The night of the first lottery I was at a Duke-VPI basketball game in the Greensboro Coliseum. (Va. Tech was known as VPI in those days, as you may recall). A fellow sitting several rows below me had a transistor radio and was writing down dates and draft numbers as they were broadcast. I looked over his shoulder (as lots of people did) and my birthday came up as number 96, which confirmed that I probably would be in the military after I graduated from Duke on June 1, 1970. (I bet everybody in that first lottery remembers their draft number, although at our age we may forget lots of other things far more important).

I was a brother then in Sigma Phi Epsilon. Around a half dozen of us had birthdays in the first half of November, and all of us drew numbers below 100. That indicated to me that the numbers were placed in the jar in chronological order, so if you had a birthday early in the year you were more likely to get a high number, and vice versa.

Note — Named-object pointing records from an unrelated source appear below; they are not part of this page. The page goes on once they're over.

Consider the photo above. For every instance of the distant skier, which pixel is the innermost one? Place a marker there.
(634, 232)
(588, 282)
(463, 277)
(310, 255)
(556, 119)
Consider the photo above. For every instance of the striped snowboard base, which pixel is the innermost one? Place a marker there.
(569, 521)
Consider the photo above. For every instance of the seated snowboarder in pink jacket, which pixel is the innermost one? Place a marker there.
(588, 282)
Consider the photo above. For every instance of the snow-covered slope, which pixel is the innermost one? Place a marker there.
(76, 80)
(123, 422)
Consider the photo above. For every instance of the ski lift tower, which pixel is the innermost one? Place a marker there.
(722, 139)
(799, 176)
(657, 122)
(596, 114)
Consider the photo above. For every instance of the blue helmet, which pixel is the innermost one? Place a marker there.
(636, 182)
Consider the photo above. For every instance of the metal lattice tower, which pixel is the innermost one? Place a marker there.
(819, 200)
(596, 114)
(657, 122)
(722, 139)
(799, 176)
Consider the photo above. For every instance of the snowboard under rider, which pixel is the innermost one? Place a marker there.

I was not as upset as some folks about my number, because I figured I would have been drafted anyway without the lottery, so I was no worse off because I drew a low number. My dad and father-in-law both dodged lead in WWII, so I had no inclination to dodge the draft if I was called. I never tried to get into a National Guard or Reserve unit, although many of my friends did.

I went ahead and started law school in Chapel Hill that fall. I was reclassified I-A and was on the verge of getting drafted when a law school classmate told me about an Army ROTC program at NC State that accepted graduate students. I drove over and applied that day and was accepted within a few weeks. Between applying and getting accepted to the State program I got a draft notice, which was stayed while my ROTC application was processed. I had earlier tried to get into the Air Force ROTC and Navy ROTC at Duke, but was too near-sighted; however the Army did not rule me out. The irony is that seventeen years ago I had eye surgery for myopia and have not worn glasses since, not even for reading.

By the time I graduated from law school in 1973, the war had wound down. I ended up spending only six months on active duty, in Ft. Knox Kentucky after my first year of law school, Ft. Bragg NC after my second year, and at Ft. Lee Virginia, only two hours from Durham. 

I got married in December 1972, and after law school graduation and the bar exam in 1973, I had seven weeks that summer to travel around the country with my new bride before reporting to Ft. Lee.

After my active duty I technically was in the active reserves for eight years, but I was never called to summer camp or assigned to a reserve unit. Over that eight years I received periodic letters from the Dept. of the Army updating my status and sending me for a physical a couple of times. After several years since I had worn a uniform, I got a letter informing me that I had been promoted from 2nd to 1st Lieutenant due to my valiant service, yada yada.